Thursday, November 3, 2011

not a (blogging) virgin anymore

This time last year an event occurred which only now am I able to see how transformational it was to my life.  That event's name was Cleo.  I first heard about Cleo via a voicemail message from my husband that I retrieved during the intermission of a play reading I was attending. HE: "Um...honey, if you have a second could you give me a call, I have a quick question."  It was an odd sounding message from my husband, especially on a Friday night when by this time he would have been already asleep having endured another brutal week at work. I immediately call him. ME: "What's up? Every thing all right?"   HE: "Do you know anyone in the neighborhood who has a basset hound?" "No. Why?"  "Because there's one in our living room and she has no collar and she looks like she's had a litter of pups."  "How did she end up in our living room?"  "The doorbell rang, and there were these people there -- they heard our dogs barking -- and they thought maybe she was ours or we'd know who she belonged to.  They found her wandering on our street."  "Where are Fanny and Lucy?" "Locked in the bathroom.
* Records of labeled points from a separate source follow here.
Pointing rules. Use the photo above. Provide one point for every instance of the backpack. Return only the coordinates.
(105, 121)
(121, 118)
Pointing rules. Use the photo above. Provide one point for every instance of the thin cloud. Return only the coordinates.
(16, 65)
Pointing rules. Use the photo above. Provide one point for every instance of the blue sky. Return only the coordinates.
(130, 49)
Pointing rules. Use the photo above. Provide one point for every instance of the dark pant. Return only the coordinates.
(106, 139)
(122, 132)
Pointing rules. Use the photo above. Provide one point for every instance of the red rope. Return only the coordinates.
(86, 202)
I tried to give her some food, but she wouldn't take it.  She's a pretty cool dog, though.  Are you coming home?"  "It's only intermission... do you need me to come home right now...?"  " long will you be...?"  And so, after the play reading was finished I came home.  And we fed her.  And got our dogs to calm down.  We figured she'd been dumped; or perhaps, she'd had enough and escaped from wherever it was she'd been living. We took her to the vet the next day and there was no microchip. We put up signs and posted on craigslist.  HE named her Cleo (something about a regal profile, something about a barge).  She seemed to like it.  She seemed to like us.  We were falling hard and fast.  And no one came forward to claim her.  But I was out of a job, and while I had some free time to spend supervising our brood, the idea of Cleo as a permanent member of our family was not a possibility.  So I began the process of finding someone to take her.  After a few missteps, I found a fantastic rescue organization who agreed to help us place this beautiful, big girl.  We offered to foster her until they found the right family for her, but they already had a couple in mind.  Cleo sounded like the perfect fit for them.  Our holiday gift for 2010 turned out to be that the family was travelling during the holidays and so we would have her until New Year's.
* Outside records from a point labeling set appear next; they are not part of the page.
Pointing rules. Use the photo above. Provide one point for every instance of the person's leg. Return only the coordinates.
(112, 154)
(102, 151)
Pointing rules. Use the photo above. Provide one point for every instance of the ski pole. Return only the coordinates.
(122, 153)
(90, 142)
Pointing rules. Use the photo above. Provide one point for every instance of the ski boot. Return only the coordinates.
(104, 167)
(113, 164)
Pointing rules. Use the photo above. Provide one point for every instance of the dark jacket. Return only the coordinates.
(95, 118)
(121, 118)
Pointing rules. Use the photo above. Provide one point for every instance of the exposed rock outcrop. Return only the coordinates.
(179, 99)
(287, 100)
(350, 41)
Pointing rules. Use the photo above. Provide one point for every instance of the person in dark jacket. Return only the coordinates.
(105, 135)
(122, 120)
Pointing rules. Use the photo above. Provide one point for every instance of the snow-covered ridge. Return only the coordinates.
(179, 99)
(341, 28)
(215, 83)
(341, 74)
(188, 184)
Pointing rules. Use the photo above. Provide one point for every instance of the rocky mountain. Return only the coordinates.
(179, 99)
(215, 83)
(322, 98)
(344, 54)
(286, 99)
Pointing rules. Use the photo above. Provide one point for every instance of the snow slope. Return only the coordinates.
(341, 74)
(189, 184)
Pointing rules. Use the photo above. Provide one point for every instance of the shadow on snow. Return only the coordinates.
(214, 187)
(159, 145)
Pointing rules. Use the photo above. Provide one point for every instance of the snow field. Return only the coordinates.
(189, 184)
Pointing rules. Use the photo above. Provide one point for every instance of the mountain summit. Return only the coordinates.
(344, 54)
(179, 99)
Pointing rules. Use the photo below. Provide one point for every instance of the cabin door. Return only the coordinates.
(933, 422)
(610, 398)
I was not surprised by how emotional I was at having to let Cleo go.  She defined the first several weeks of my unemployment.  She was a project I could focus on while going through all the emotions that come with looking for work.  During the time I spent with her, she revealed herself to be smart, stubborn, possessing a sense of humor, charmingly aggressive, beautiful, aloof and yet loving.  Having her in my space was a grounding force. 
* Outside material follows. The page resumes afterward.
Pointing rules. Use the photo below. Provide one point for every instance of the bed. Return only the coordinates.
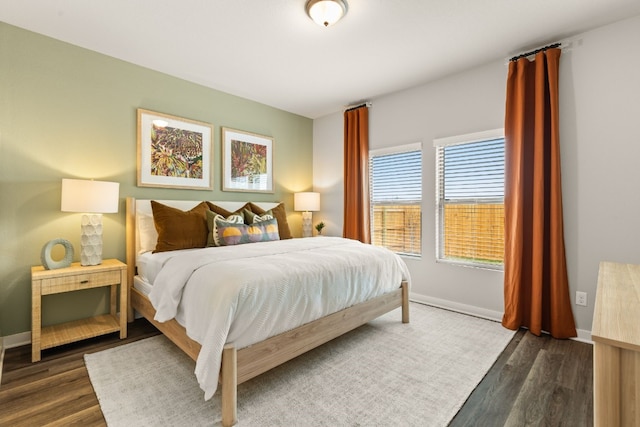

What surprised me was how part of her never left, though the crate and bed we bought for her are gone. Our rescued, pint-sized terrier Fanny, the one who bonded immediately with her, now eats out of her basset-sized bowl. And I've got my spot on the couch back.  HE and I talk about her often.  Sometimes we reminisce about funny things we experienced with her.  Sometimes we imagine what it would be like if she was living with us today.  Always, we laugh.  When I turned the calendar in the kitchen (where we also have Cleo's "wanted poster" that we posted around our neighborhood hanging like a souvenir) from October to November, I realized that a year had gone by.  And that so many things had changed. And that I was as happy as I had ever been. I am the luckiest girl on the planet in the love department.  The job situation was looking up.  I committed to that rescue organization that had been so supportive of me, becoming a  volunteer interacting with owners who need to surrender their hounds.  And I, who am obsessed with other people's stories and the ways in which they tell them, discovered during this month when I realized that it had been one year since Cleo came into my life, that I, too, have a story.  A story that is meaningful and worth telling.

I had been wandering.  Looking for someone to take me in.  And I did.  And here I am.